All local government deferred compensation plans should provide for written agreements which clearly define the duties and responsibilities of the employer and the administrator.

b. Keep an employee file for each employee

A file to keep a deferred compensation record for each participating employee is necessary. Most carriers will provide the forms and basic accounting information for the employer, but the employer is responsible for maintenance of the files.

The participating employees must complete and sign joinder agreements stipulating the amount of their gross salaries or wages to be deferred. The local government should also maintain a written agreement which details any responsibilities of the employer for contributions, fees, charges, earnings, losses and withdrawals.

c. Withdrawals

The procedures for withdrawals should be clearly defined and the employer should be very careful in accepting any employee requests for amounts to be withdrawn from accumulated deferred compensation assets for unforeseeable emergencies, as any employee withdrawal granted which does not qualify under Internal Revenue Code could cause the entire deferred compensation plan for all employees to be considered in violation and invalid by the IRS.

Normally, all withdrawals as a result of retirement, disability, termination, unforeseen emergency or death, will be paid to the employer by the bank, credit union, or other institution (the agent) with which the employer (the principal) has the agreement.

In such cases, the employer will receipt for the payment referred to above, deduct the appropriate amount for federal income tax withholding and disburse the remaining amount to the employee, former employee or beneficiary as applicable.

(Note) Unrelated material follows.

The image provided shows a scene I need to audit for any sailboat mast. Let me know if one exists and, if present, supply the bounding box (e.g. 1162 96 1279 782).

The employer will then remit the federal income tax withheld to the IRS or to the official depository as it presently is required to do. The employer will issue W-2 forms to the participants in the plan who have received payments of deferred income.

The W-2 will show the gross payment made to the participant or beneficiary and any deductions made.

However, the IRS has approved some plans whereby the administering company acts as agent for payments to the employees, issuance of W-2 forms and remittances to the IRS. Such IRS approved plans, which are still in conformance with the requirements of the Internal Revenue Code, will be permitted.

d. Maximum contribution

Local governments should refer to the Internal Revenue Service for allowable annual contribution limits.

e. Budget salaries and wages in year earned

All local governments required to budget revenues and expenditures by fund should be required to budget the gross salaries and wages including the deferred compensation amounts as expenditures of the year in which the salaries or wages are earned.

f. Establish plan as a pension (and other employee benefit) trust fund (if applicable)

All plans established in conformity with the Internal Revenue Code are expected to be held in a trust for the exclusive benefit of participants and their beneficiaries.

3.8.1.100 Reporting

Local governments do not own either the amounts deferred by employees or related income on those amounts. Accordingly, reporting will depend on whether the government is acting as the administrator for the plan. Administration involves managing the assets of the plan through a qualifying trust. In Washington State, this situation is expected to be rare for local governments. When your plan is administered by a third party administrator (example ICMA-RC), the government is not considered the plan administrator for financial statement reporting purposes. If the government contracts with a third party administrator, the government should make disclosures required for defined contribution pension plans and report contributions to the plan as payroll expense but would not report plan assets as a fiduciary fund. In the rare circumstance where a government acts as the administrator for the plan, governments should report their plans as pension (and/or other employee benefit) trust funds in their financial reports.

3.8.1.110 The local governments should keep detailed accounting records of the deferred compensation plan. However, if those records can be provided by the administrator of the plan, no duplication is necessary.